He told her he’d wanted to burn the whole forest down while his last competitor from Seven succumbed to the fungi. That he would have, if he’d had the means on him to do so.

Caduceus’s win had never sat properly with the Capitol, and for years after Yasha prayed to the Stormlord that he wouldn’t be punished for surviving. Colton was too old the next year, but Calliope and Clarabelle still had a chance of being reaped. They no longer needed to put in for tesserae since Caduceus could keep them fed, but they still had to enter the mandatory number of times. Calliope only had to make it one more year, but Clarabelle had only been thirteen when Caduceus was reaped. She put on a brave face every year, but it didn’t always stand up to inspection

Last year, when she was seventeen and her name was in six times, Clarabelle had wept the entire day before out of pure fear. Both Caduceus and Yasha spent the night with her, his hair gray and hers black contrasting the pinkish rainbow that splayed out between them that belonged to Clarabelle.

“I don’t understand.” She’d managed between tears. “It’s not even the last time, I don’t know why I’m so frightened.”

Yasha didn’t know what to say other than run her fingers through the girl’s hair and weave small braids in her mane. It had been Caduceus, usurpingly, with the right words.

“You know, Belle.” He’d said as he propped himself up on an elbow and pressed a kiss to where a tear was bubbled on his sister’s cheek. “I didn’t cry the entire time I was in the Capitol. I couldn’t make myself, I felt like I should, if out of rage if nothing else. It wasn’t until after, before that big fancy banquet dinner that I even felt afraid. Our emotions aren't logical, and that's more than fine. You feel how you feel because that's how it is. Don't ever feel ashamed for that."

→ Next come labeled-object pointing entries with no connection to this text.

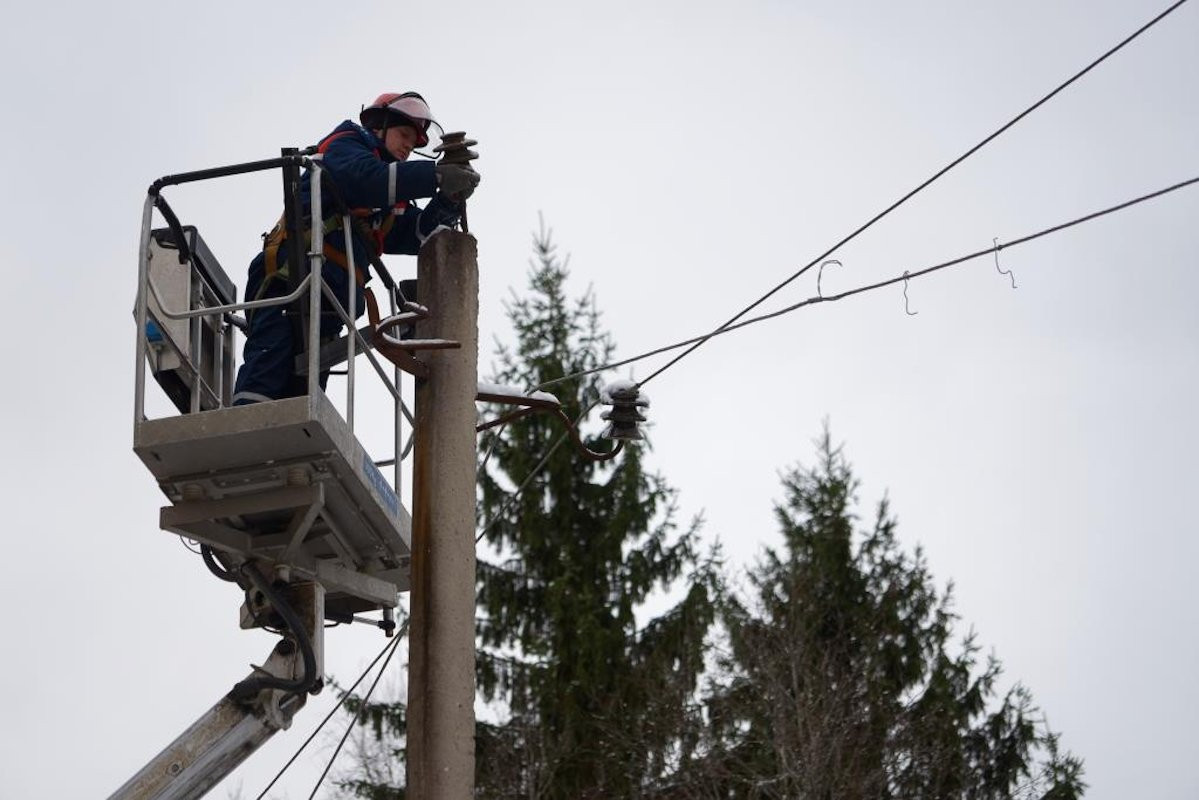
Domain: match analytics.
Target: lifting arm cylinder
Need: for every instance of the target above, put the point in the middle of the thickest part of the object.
(441, 626)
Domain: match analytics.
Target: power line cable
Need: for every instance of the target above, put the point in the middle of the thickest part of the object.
(811, 301)
(914, 192)
(329, 716)
(905, 276)
(730, 324)
(535, 470)
(349, 728)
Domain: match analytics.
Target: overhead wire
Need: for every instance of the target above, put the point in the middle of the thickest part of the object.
(731, 323)
(366, 698)
(907, 276)
(907, 197)
(390, 645)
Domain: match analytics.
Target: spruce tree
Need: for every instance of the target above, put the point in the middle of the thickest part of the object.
(595, 704)
(842, 678)
(588, 693)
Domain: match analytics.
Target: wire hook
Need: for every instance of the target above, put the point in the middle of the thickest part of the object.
(998, 268)
(820, 275)
(905, 307)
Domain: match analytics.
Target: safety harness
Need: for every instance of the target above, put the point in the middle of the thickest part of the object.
(369, 224)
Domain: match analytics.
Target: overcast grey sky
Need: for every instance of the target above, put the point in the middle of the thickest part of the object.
(1038, 444)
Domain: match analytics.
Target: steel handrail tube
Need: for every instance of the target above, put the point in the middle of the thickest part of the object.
(317, 264)
(229, 308)
(351, 295)
(299, 158)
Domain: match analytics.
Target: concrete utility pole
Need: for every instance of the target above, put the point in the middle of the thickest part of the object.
(441, 630)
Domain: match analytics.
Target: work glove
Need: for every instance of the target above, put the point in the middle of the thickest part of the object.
(456, 181)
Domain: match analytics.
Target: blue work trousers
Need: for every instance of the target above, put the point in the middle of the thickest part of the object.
(267, 370)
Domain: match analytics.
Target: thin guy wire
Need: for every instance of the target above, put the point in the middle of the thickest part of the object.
(532, 473)
(914, 192)
(910, 275)
(349, 728)
(327, 717)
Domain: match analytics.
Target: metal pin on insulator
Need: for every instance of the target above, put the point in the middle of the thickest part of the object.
(455, 148)
(625, 414)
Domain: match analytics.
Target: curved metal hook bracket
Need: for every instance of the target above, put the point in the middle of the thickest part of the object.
(542, 402)
(998, 268)
(905, 306)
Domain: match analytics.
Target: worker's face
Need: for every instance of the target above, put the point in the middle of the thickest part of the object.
(399, 140)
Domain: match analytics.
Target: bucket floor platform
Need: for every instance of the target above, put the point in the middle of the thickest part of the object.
(288, 483)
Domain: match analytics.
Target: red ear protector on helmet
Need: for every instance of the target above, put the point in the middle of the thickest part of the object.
(396, 108)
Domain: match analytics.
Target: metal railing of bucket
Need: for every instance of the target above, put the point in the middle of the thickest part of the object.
(306, 282)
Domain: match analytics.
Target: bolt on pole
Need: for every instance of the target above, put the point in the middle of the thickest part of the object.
(441, 632)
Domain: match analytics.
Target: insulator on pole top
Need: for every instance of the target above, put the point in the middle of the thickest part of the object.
(625, 414)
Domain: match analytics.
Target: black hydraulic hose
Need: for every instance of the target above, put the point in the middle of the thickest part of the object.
(176, 228)
(251, 686)
(214, 566)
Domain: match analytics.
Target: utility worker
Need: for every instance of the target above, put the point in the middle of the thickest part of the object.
(368, 164)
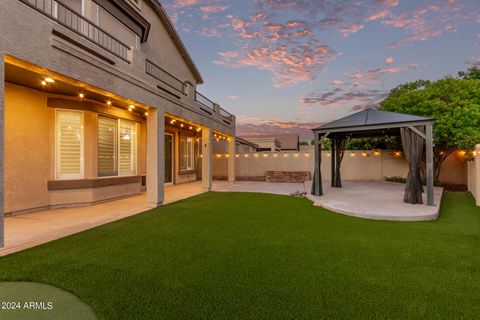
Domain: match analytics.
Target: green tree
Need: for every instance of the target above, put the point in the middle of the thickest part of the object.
(453, 103)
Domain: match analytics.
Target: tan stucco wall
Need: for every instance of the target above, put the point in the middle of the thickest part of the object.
(161, 49)
(355, 166)
(28, 142)
(181, 178)
(30, 154)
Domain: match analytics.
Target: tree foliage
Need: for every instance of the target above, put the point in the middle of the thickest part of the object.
(454, 103)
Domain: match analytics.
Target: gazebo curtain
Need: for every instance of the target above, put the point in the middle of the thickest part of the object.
(412, 145)
(338, 150)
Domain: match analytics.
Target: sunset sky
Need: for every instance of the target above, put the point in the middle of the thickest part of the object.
(285, 66)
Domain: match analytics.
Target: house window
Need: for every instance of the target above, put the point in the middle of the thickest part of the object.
(187, 153)
(69, 144)
(117, 147)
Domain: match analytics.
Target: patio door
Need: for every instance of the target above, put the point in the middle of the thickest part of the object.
(168, 158)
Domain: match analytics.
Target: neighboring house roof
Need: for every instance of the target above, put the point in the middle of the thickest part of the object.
(246, 142)
(371, 117)
(288, 141)
(176, 39)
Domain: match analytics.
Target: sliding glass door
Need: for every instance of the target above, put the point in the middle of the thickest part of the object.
(168, 158)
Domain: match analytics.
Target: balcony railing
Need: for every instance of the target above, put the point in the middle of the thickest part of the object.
(74, 21)
(164, 77)
(204, 101)
(224, 113)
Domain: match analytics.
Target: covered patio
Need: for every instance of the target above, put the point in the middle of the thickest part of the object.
(32, 229)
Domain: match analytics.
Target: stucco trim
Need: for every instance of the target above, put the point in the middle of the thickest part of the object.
(81, 46)
(90, 106)
(91, 183)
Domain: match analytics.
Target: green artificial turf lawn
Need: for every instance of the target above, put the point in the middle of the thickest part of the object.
(258, 256)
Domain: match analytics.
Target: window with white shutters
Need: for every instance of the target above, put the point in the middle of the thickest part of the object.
(187, 153)
(69, 144)
(117, 147)
(107, 146)
(128, 148)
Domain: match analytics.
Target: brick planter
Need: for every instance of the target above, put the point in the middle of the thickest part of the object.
(287, 176)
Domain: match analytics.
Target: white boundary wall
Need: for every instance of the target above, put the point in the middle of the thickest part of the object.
(356, 165)
(473, 176)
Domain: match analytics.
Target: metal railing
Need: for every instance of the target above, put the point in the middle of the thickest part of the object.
(74, 21)
(204, 101)
(164, 77)
(224, 113)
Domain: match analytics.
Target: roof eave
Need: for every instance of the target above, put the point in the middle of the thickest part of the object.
(176, 39)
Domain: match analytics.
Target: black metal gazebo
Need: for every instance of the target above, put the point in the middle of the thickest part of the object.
(413, 130)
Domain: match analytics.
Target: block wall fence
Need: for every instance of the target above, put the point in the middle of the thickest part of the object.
(356, 165)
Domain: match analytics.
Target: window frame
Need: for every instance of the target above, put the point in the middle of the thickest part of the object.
(190, 167)
(69, 176)
(117, 142)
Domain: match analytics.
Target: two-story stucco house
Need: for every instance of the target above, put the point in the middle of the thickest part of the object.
(99, 101)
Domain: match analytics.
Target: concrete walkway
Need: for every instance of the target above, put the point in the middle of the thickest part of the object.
(366, 199)
(32, 229)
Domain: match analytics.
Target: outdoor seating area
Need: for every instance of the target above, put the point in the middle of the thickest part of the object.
(378, 200)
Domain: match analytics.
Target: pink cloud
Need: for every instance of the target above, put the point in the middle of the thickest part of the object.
(213, 9)
(352, 29)
(288, 65)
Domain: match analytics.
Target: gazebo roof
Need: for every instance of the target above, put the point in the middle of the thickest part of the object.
(372, 117)
(371, 122)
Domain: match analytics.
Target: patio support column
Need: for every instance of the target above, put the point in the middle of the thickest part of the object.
(155, 157)
(317, 174)
(231, 159)
(429, 154)
(207, 158)
(332, 169)
(2, 88)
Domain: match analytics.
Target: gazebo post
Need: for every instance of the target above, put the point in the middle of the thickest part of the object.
(429, 154)
(332, 169)
(317, 176)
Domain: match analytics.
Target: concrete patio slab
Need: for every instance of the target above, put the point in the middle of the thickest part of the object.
(259, 186)
(379, 200)
(32, 229)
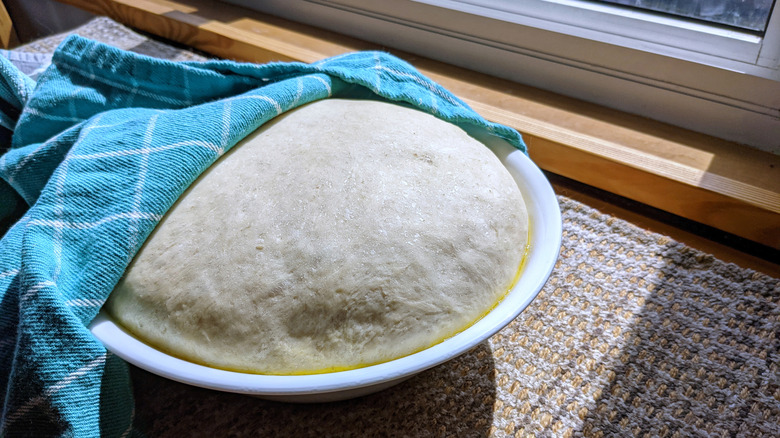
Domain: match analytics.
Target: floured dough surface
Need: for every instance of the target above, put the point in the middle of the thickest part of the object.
(344, 233)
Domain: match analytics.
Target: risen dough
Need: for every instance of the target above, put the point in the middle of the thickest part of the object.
(342, 234)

It was good advice. Yasha wished Caduceus could take his own sometimes, because it sounds nowhere near as soothing coming out of her.

 

---

 

She spends that night in their suite, curled up on Caduceus’s side and arm thrown over to be a steadying presence. They both rouse early, before the sun comes out. In silence they eat, dress, and walk back to the training center.

At least she knows Misti hasn’t been killed in the night, or one of their mentors would have been waiting for them at the apartments. A ragged Beauregard is in Yasha’s chair and passes the headset over with a tired but relieved look. Yasha slides in the chair, rubs her eyes, and dedicates herself to her little half-elf girl.

In the background, she’s vaguely aware of Caduceus insisting he’ll walk Beau to the apartments, and her brushing him off, before Caleb interjects and insists that she take him up on his offer. When Beau can spare a glace, she sees that his screen has gone black as the one on her immediate left.

Misti’s making her way toward higher ground, clever girl. The mutts will probably be water based, and she’s got a better chance of finding food. She’ll need to stay hydrated, but she’s smart. It looks like it’s about to rain, maybe she’ll use on of the fronds to collect water? She’ll have to come up with something, because Yasha’s sponsorship money for her is still a big, fat zero on the screen.

She keeps looking over her shoulder, looking slightly paranoid each time Yasha gets a spike in in heart rate. She can’t hear anything through the headset, so Yasha scans the screen for what might be causing it. She supposes that the water in the distance looks like it’s rising a little, a glance to the larger screens confirms that a small flooding event appears to be happening in a section close to Misti, but why would that bother her?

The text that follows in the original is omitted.